How one couple fought to keep a Black American hero’s name alive in Putnam County

PUTNAM COUNTY, Fla. – When the Putnam County School District revealed a plan to close multiple schools in order to consolidate and build new ones, one school that was set to close was Robert H. Jenkins Jr. Middle School.

The prospect of the school closing immediately caught the attention of Leo and Shirley Grainger. The Graingers made it their life’s work to honor Jenkins, a Medal of Honor recipient from Interlachen.

Jenkins graduated from Palatka Central Academy, an all-Black high school, in 1967. He lived close to Leo Grainger when the two were growing up.

In 1969, while serving in the Vietnam War, Jenkins and another private first class, Fred Ostrom, were fighting off the enemy together in a ditch when a North Vietnamese soldier threw a hand grenade at them. Jenkins immediately pushed Ostrom to the ground and jumped on top of him to shield him from the blast, according to the U.S. Department of Defense.

Ostrom survived, but Jenkins did not. He was 20 years old.

“He saved more than my life — I have two kids,” Ostrom later said.

Robert H. Jenkins, Jr. (Copyright 2023 by WJXT News4Jax – All rights reserved.)

The two couldn’t have been more different and weren’t particularly close, Ostrom told the Tampa Bay Times in 1996. Ostrom was a young white man from New York and Jenkins was Black from small-town Florida.

“So it didn’t matter to him, his complexion, because evidently, he was colorblind in his heart,” Leo Grainger said.

Leo and Shirley Grainger are working to keep the memory of Putnam County hero Robert Jenkins Jr. alive. (Copyright 2021 by WJXT News4Jax – All rights reserved.)

Leo Grainger said Jenkins’ sacrifice is an important part of Black history that should live on.
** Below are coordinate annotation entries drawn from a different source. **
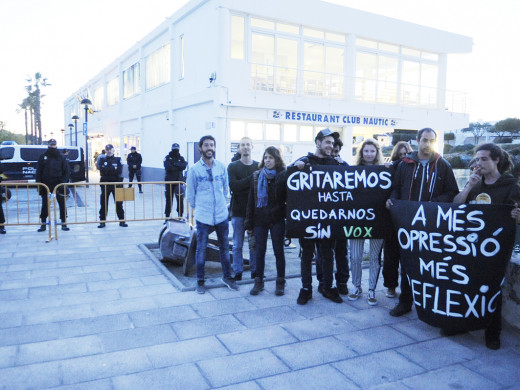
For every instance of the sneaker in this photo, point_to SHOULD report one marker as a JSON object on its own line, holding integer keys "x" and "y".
{"x": 390, "y": 292}
{"x": 201, "y": 288}
{"x": 400, "y": 309}
{"x": 230, "y": 283}
{"x": 372, "y": 301}
{"x": 342, "y": 289}
{"x": 332, "y": 294}
{"x": 304, "y": 297}
{"x": 354, "y": 295}
{"x": 280, "y": 286}
{"x": 259, "y": 286}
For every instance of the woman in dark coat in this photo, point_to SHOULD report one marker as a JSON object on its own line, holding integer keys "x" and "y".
{"x": 266, "y": 213}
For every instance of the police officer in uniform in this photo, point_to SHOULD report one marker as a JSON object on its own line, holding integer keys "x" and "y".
{"x": 174, "y": 165}
{"x": 111, "y": 169}
{"x": 53, "y": 169}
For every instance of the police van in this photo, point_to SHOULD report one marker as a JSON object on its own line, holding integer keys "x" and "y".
{"x": 19, "y": 162}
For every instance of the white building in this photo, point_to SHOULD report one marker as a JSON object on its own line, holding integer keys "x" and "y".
{"x": 276, "y": 71}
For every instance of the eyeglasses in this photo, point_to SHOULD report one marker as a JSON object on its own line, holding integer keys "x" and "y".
{"x": 210, "y": 174}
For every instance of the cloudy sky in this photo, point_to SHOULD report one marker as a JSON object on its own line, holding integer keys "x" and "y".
{"x": 70, "y": 41}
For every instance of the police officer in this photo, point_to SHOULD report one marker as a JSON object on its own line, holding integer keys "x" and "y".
{"x": 53, "y": 169}
{"x": 134, "y": 161}
{"x": 110, "y": 169}
{"x": 174, "y": 165}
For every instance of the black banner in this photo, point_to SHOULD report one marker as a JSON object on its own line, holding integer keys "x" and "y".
{"x": 338, "y": 201}
{"x": 455, "y": 256}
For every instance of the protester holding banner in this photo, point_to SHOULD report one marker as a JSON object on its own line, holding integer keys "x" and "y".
{"x": 368, "y": 154}
{"x": 490, "y": 182}
{"x": 391, "y": 246}
{"x": 266, "y": 213}
{"x": 322, "y": 156}
{"x": 421, "y": 176}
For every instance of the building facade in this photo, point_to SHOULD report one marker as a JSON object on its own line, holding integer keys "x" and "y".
{"x": 235, "y": 68}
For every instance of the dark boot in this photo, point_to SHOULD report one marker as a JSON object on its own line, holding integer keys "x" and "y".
{"x": 259, "y": 286}
{"x": 280, "y": 286}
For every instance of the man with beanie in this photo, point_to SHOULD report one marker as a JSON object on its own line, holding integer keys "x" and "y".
{"x": 110, "y": 168}
{"x": 174, "y": 165}
{"x": 134, "y": 161}
{"x": 53, "y": 169}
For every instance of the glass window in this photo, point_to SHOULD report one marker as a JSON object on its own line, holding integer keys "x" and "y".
{"x": 262, "y": 23}
{"x": 262, "y": 56}
{"x": 287, "y": 64}
{"x": 306, "y": 133}
{"x": 237, "y": 130}
{"x": 272, "y": 132}
{"x": 310, "y": 32}
{"x": 288, "y": 28}
{"x": 290, "y": 133}
{"x": 158, "y": 67}
{"x": 131, "y": 81}
{"x": 113, "y": 91}
{"x": 255, "y": 131}
{"x": 237, "y": 37}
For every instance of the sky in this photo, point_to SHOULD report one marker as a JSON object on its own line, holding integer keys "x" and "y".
{"x": 70, "y": 41}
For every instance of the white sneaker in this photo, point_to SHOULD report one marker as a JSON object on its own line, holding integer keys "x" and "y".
{"x": 354, "y": 295}
{"x": 372, "y": 301}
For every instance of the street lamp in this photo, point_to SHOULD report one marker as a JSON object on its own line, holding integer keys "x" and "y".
{"x": 75, "y": 118}
{"x": 87, "y": 103}
{"x": 70, "y": 133}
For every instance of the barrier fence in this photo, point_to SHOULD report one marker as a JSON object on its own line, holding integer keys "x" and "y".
{"x": 83, "y": 202}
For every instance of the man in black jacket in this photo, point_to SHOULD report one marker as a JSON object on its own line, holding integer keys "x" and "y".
{"x": 426, "y": 177}
{"x": 53, "y": 169}
{"x": 322, "y": 156}
{"x": 174, "y": 165}
{"x": 134, "y": 161}
{"x": 110, "y": 169}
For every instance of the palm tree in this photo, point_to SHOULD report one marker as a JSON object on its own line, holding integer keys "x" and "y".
{"x": 34, "y": 90}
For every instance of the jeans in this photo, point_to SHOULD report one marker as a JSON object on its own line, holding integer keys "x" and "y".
{"x": 277, "y": 239}
{"x": 203, "y": 231}
{"x": 238, "y": 244}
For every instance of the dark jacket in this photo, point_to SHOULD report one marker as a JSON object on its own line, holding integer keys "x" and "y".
{"x": 275, "y": 209}
{"x": 110, "y": 169}
{"x": 134, "y": 159}
{"x": 52, "y": 169}
{"x": 436, "y": 179}
{"x": 504, "y": 191}
{"x": 239, "y": 176}
{"x": 174, "y": 164}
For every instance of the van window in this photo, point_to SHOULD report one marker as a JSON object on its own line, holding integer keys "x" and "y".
{"x": 6, "y": 153}
{"x": 31, "y": 154}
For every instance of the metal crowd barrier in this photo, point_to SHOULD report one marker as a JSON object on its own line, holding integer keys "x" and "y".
{"x": 84, "y": 202}
{"x": 24, "y": 206}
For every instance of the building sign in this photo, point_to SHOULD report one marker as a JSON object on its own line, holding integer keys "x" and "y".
{"x": 325, "y": 201}
{"x": 333, "y": 119}
{"x": 455, "y": 258}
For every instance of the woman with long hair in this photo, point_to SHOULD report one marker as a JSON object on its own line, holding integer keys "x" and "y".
{"x": 266, "y": 213}
{"x": 368, "y": 154}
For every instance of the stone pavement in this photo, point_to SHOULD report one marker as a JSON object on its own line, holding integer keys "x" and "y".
{"x": 92, "y": 311}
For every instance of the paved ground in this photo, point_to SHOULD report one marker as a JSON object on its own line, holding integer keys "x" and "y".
{"x": 92, "y": 311}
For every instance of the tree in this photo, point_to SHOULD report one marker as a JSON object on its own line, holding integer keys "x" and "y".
{"x": 478, "y": 129}
{"x": 35, "y": 90}
{"x": 509, "y": 125}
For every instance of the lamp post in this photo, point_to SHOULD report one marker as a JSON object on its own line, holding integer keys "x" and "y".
{"x": 75, "y": 118}
{"x": 87, "y": 103}
{"x": 70, "y": 133}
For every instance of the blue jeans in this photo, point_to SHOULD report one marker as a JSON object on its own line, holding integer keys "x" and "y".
{"x": 238, "y": 244}
{"x": 203, "y": 231}
{"x": 277, "y": 238}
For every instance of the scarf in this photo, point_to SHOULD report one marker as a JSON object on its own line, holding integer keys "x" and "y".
{"x": 262, "y": 186}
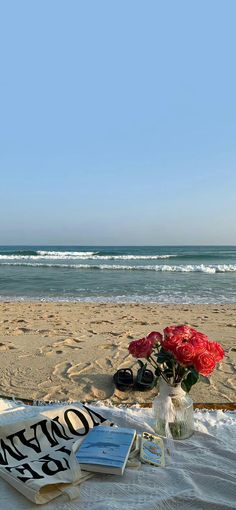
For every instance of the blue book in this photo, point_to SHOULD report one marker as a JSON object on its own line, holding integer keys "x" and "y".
{"x": 106, "y": 449}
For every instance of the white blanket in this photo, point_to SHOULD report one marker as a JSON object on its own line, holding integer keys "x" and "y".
{"x": 200, "y": 474}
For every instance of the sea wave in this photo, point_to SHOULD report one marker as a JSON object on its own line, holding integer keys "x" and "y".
{"x": 209, "y": 269}
{"x": 50, "y": 255}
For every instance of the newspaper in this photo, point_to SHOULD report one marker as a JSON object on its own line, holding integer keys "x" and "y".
{"x": 37, "y": 454}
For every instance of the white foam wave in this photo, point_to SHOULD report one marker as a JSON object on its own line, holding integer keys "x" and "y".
{"x": 210, "y": 269}
{"x": 68, "y": 255}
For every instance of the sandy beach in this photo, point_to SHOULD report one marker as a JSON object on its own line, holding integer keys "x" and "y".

He is one of only 23 Medal of Honor Recipients in Florida.

“That was an opportunity to bring his name home to Interlachen in which he was born in 1948,” Leo Grainger said.

The school district’s plan called for Interlachen High School and C.H. Price Middle School to merge into one school so a new name had to be chosen. The Graingers, who have helped award a scholarship in Jenkins’ name for the last nine years, said the best way to honor Jenkins would be to name the new school after the hometown hero.

“I feel like it will trigger somebody to ask who is Robert Jenkins? And then his memory can continue on,” Shirley Grainger said.

Their plan worked.

Even though the newly consolidated school was renamed Interlachen Jr. – Sr. High School, the school board voted unanimously in 2021 to rename Interlachen Elementary School as Robert H. Jenkins Jr. Elementary, ensuring the Black American hero’s legacy will live on for generations to come.

School Board Member Sandra Gilyard passionately about preserving Jenkins Jr.’s name.

“A lot of people assume that he died in the war, he gave his life,” Gilyard said. “All I want is that his name is not lost forever. Our children need to know.”